O termo “governança” não é muito bem acolhido na nossa comunidade de língua e de política, porque nunca conseguiu traduzir a ideia de que a democracia (representativa, participativa e deliberativa) pode ser valorizada, em vez de relativizada ou condicionada, por processos vários de formar decisão que vão além dos mecanismos explícitos e formais. É pena, porque a ideia de “governança” devia ser capaz de expressar a ideia de um ambiente de condições fluídas de democratização da decisão em planos que ultrapassam a teoria da democracia na sua dimensão institucional. Por exemplo, não deve ser possível legislar sobre as formas de construir coletivos decisionais onde “a voz do chefe” não seja um incentivo aos bajuladores e aos que vão sempre na onda do momento, nem deve ser possível legislar a favor da capacidade construtiva da crítica e da discordância no seio de coletivos de decisão plurais – mas, embora isso não se legisle, essas são, creio, dimensões importantes para alimentarmos as virtudes democráticas no seio das nossas instituições.

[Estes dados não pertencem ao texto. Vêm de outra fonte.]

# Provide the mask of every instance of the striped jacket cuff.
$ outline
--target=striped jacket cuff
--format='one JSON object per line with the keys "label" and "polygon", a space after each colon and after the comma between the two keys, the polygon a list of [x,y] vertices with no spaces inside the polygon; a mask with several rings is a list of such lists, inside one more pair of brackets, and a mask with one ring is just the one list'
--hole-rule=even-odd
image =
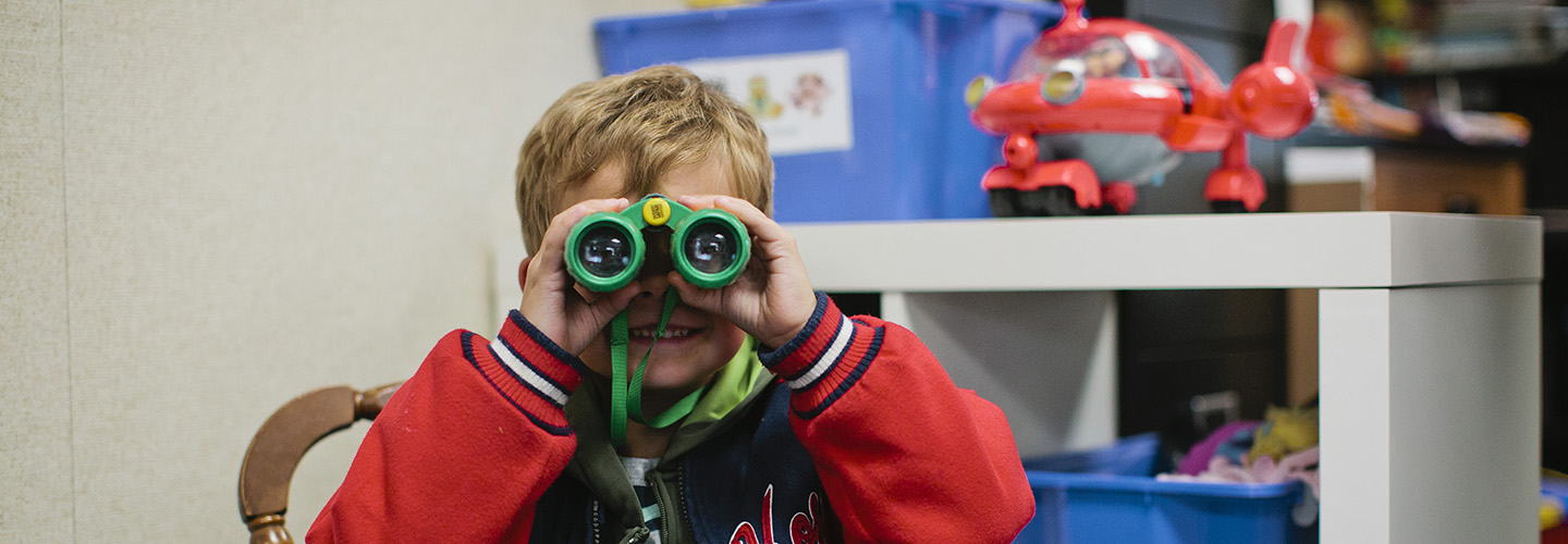
{"label": "striped jacket cuff", "polygon": [[817,309],[806,328],[784,346],[759,357],[784,379],[790,404],[803,419],[815,417],[855,387],[877,357],[883,329],[856,321],[828,298],[817,293]]}
{"label": "striped jacket cuff", "polygon": [[506,315],[500,334],[489,343],[466,339],[469,361],[508,401],[554,434],[569,434],[566,398],[582,384],[588,368],[528,323],[517,310]]}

Reforçar a nossa resposta à crise passa por reforçar a democracia. E isso quer dizer tanta coisa! Quer dizer, certamente, que não faremos hoje como se fez na crise anterior, onde se procurou usar o cutelo das dificuldades económicas para cortar nos direitos e na participação. Até na União Europeia se usou a crise para substituir a igualdade entre Estados-Membros por uma hierarquia entre devedores e credores. Deverá querer dizer que precisamos sempre de mais democracia e nunca menos – e que isso importa nos dias difíceis que vivemos e vamos continuar a viver. O que os socialistas têm proposto, no Governo e no Parlamento, tem sido sinal de uma forte consciência da necessidade de continuar a luta por uma sociedade decente – mesmo nesta crise. Confio que nunca perderemos a noção de que isso passa, essencialmente, também pela exigência democrática que tem sido o nosso timbre.